By Anne Kauranen
HELSINKI (Reuters) -Finland’s Nokian Tyres on Tuesday posted a third-quarter operating profit below analysts’ expectations and said it was making good progress in rebuilding capacity following its exit from Russia.
The tyre maker exited Russia in response to its 2022 invasion of Ukraine, and last October sold its Russian plant where it used to make 80% of its passenger car tyres.
The company is now focused on sourcing production from China, while building a new factory in Romania and ramping up output at existing Finnish and U.S. sites.
The new factory “is starting to take shape and is well on track for the first tyres to be produced in less than a year,” Nokian Tyres CEO Jukka Moisio said, referring to the second half of 2024.
Commercial production is expected to begin in 2025, the company said.
The Romanian plant, which will have capacity to make six million tyres per year, will only partially replace lost output from Nokian’s now divested Russian operation that could produce 17 million passenger car tyres.
The company said contract manufacturing would amount to around 1.5 million tyres this year, while its Finnish factory has also increased production.

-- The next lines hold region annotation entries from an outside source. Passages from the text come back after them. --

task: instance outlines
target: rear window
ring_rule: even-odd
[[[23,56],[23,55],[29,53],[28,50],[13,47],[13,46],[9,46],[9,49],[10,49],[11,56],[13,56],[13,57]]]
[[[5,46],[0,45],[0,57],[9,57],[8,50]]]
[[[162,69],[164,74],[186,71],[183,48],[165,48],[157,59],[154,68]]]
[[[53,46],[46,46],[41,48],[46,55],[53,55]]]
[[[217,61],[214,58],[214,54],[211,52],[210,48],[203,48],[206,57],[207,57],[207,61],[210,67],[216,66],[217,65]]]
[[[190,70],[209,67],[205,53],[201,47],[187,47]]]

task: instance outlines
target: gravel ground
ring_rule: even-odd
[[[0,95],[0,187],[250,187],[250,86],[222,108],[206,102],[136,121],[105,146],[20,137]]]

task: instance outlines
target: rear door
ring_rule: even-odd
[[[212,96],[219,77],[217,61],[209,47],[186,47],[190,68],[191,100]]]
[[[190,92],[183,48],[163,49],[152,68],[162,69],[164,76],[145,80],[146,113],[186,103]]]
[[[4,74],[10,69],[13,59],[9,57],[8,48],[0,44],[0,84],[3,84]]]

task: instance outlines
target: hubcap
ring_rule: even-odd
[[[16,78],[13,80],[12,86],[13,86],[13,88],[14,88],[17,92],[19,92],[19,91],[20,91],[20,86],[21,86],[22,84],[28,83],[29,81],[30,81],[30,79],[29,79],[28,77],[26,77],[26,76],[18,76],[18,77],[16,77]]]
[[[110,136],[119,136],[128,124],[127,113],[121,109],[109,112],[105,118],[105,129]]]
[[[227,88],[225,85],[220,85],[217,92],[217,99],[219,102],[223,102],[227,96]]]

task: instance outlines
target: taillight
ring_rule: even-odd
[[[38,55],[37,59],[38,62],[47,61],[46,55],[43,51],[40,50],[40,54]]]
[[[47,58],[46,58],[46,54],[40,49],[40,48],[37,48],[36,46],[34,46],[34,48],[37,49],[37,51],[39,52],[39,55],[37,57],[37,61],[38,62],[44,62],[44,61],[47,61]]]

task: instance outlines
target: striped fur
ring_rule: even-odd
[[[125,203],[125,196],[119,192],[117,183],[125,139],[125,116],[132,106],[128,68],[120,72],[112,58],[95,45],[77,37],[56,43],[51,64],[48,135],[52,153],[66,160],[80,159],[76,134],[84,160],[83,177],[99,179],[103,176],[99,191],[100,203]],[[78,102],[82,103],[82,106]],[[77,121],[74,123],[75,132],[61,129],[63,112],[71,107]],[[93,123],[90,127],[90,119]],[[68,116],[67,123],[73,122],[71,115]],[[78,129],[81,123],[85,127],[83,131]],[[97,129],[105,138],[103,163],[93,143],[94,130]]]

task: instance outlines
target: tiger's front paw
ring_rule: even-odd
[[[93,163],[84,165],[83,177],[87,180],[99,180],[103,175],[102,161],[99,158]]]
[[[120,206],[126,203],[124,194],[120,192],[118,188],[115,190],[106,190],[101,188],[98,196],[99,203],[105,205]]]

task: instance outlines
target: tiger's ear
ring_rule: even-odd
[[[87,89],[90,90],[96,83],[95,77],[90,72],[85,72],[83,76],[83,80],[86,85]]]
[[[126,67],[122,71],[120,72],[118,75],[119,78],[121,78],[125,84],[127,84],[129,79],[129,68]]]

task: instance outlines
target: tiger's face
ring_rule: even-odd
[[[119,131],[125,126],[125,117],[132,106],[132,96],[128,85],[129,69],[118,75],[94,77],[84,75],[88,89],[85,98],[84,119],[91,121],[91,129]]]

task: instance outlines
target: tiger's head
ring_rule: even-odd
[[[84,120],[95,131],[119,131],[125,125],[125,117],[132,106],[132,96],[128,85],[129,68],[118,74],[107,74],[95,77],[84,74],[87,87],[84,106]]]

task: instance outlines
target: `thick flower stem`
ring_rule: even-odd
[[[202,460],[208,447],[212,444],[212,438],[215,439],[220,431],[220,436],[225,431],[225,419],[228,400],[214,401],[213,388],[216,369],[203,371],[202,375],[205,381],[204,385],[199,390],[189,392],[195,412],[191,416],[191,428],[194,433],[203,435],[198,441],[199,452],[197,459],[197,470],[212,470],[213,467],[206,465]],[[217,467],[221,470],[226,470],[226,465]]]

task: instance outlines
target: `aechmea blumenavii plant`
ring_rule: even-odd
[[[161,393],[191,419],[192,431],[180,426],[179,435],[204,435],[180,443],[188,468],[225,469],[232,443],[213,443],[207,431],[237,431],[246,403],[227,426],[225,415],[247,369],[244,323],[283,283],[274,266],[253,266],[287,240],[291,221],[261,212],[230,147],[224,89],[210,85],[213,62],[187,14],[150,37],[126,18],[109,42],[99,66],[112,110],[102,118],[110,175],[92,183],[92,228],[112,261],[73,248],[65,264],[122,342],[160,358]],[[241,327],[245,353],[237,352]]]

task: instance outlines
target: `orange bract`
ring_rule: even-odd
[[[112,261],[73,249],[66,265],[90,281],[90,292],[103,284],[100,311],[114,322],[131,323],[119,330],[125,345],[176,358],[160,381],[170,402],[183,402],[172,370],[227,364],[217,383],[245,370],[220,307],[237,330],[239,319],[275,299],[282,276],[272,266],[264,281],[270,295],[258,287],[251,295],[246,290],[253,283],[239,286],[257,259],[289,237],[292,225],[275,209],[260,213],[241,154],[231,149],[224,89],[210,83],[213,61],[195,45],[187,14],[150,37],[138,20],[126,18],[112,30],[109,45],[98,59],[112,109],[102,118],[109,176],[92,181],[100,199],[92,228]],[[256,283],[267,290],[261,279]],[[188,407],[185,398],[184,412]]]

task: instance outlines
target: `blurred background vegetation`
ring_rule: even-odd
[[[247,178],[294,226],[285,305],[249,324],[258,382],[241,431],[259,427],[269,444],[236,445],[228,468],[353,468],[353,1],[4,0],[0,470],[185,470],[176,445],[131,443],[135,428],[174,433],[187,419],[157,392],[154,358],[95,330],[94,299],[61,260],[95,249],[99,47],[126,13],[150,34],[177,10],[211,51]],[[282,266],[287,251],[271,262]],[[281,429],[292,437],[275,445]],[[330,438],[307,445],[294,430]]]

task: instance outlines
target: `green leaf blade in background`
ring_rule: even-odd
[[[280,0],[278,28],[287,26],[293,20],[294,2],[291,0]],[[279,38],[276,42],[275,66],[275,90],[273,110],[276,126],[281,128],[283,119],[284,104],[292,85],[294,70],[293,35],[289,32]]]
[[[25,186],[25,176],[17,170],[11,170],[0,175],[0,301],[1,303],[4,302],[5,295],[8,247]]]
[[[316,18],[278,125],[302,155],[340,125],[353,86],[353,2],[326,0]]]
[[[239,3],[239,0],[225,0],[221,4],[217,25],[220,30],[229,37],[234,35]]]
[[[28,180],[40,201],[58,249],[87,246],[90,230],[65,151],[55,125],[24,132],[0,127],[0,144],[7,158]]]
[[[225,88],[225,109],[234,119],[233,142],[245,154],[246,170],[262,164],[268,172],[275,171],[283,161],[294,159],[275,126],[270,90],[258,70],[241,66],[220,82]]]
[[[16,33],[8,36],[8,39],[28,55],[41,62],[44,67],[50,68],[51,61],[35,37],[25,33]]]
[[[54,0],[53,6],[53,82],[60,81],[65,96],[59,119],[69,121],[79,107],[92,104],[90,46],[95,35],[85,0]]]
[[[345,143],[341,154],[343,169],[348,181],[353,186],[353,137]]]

At its U.S. factory, equipment installations are ongoing and new production lines will start up by the end of this year, it added.
Nokian said the Romanian government had approved an investment subsidy for up to 99.5 million euros for the 650 million-euro factory.
That subsidy “is currently under review and under investigation by the EU Commission”, Nokian supply operations executive Adrian Kaczmarczyk said on a conference call.
Shares in the company were broadly steady on the day at 1407 GMT.
Nokian said it expects strong cash generation in its seasonally strongest fourth quarter.
The tyre maker last week reported preliminary segment figures for the third quarter and lowered its full-year outlook due to weaker demand, sending its shares down.
Operating profit fell to 8.3 million euros ($8.9 million) from 40.7 million in the year-ago quarter, the company said on Tuesday, missing the average of 26.6 million expected by 10 analysts in a poll provided by the company.